The way she’d said it, it sounded like the last thing in the world she’d want.
“Because we’re Adam’s parents. We need to get along, for his sake.”
“I guess you’re right.”
Of course they’d have to be civil, even friendly for Adam not to get suspicious and notice the tension between them.
But what did getting reacquainted mean? The occasional phone call while he was in town? Snatched hellos and goodbyes when picking and dropping off Adam? Dinners? Like the ones they used to share at their favorite Vietnamese restaurant, joking and laughing and sharing dreams over Hanoi beef noodle soup, crispy soft-shelled crabs, and fried eel with lemongrass and chili.
She’d give anything to revert to the carefree couple they’d once been but nothing had changed.
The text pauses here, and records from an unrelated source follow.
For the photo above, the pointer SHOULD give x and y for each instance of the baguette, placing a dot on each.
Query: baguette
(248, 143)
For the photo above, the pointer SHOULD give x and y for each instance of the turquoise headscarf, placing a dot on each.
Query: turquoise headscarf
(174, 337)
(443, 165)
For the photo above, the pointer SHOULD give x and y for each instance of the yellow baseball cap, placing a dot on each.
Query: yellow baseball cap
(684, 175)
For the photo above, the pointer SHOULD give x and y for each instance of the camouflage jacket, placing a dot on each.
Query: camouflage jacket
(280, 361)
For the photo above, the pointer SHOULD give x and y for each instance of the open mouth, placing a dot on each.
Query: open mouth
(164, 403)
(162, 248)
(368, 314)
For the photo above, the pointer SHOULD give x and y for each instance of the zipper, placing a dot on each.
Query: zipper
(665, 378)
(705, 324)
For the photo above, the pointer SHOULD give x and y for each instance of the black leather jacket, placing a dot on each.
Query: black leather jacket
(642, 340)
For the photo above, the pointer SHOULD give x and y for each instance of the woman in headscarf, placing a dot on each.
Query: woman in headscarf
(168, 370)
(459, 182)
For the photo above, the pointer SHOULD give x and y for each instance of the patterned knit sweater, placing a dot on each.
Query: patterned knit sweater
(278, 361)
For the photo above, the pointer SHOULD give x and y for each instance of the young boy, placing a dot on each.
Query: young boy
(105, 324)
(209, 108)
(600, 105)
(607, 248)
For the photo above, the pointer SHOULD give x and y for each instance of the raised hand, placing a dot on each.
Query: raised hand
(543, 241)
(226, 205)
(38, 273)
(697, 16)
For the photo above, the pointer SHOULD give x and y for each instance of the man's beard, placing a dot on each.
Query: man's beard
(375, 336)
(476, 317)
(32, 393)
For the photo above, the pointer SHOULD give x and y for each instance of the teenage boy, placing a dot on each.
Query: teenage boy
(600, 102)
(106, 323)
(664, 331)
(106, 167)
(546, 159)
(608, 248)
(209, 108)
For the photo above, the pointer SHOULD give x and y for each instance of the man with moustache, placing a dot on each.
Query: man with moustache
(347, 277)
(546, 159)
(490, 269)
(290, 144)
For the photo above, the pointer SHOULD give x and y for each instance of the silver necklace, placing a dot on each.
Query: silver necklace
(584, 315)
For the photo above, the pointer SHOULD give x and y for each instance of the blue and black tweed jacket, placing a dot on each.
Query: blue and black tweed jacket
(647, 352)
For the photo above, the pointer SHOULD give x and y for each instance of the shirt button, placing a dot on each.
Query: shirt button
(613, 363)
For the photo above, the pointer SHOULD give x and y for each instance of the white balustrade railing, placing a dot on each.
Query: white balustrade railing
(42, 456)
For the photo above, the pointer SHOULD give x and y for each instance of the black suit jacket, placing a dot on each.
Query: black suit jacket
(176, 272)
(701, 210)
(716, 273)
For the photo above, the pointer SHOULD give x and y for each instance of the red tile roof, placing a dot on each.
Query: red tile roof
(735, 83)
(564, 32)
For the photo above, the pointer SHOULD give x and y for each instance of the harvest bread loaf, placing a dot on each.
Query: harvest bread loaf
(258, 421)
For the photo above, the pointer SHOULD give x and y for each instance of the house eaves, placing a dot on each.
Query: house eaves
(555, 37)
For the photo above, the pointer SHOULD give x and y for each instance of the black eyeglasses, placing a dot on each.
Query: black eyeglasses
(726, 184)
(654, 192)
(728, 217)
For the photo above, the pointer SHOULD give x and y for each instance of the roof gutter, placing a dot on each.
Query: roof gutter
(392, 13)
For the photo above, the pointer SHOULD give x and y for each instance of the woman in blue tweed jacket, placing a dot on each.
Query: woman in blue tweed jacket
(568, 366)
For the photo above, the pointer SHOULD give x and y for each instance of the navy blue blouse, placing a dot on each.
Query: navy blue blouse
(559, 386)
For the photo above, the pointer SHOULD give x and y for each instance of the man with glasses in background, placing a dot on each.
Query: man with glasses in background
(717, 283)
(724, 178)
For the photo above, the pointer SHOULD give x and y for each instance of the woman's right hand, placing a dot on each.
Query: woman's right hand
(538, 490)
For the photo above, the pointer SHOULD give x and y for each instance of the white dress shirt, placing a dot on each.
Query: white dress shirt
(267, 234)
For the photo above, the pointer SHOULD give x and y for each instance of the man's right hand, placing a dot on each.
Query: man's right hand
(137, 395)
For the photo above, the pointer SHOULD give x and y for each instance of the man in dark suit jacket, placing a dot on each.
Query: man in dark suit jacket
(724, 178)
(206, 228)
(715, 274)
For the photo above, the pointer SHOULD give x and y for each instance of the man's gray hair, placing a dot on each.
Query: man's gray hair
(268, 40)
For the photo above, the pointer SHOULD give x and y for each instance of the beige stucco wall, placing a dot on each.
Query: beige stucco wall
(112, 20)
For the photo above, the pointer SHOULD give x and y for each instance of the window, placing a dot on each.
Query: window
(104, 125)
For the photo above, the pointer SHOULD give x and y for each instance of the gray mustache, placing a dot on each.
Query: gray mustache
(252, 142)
Apart from Adam, Flynn still belonged to the army in a way he’d never belonged to her, and he’d vanish to some godforsaken end of the earth in a heartbeat.
Sure, she could let him into her life for Adam’s sake but she’d be damned if she let him re-enter her heart, too.
The arrival of their meal gave her some breathing space and as they tried to make small talk, passed the salt, and kept up the appearance of a couple trying to be polite, she knew keeping the man she’d once loved at arm’s length would be almost as hard as once walking away from him.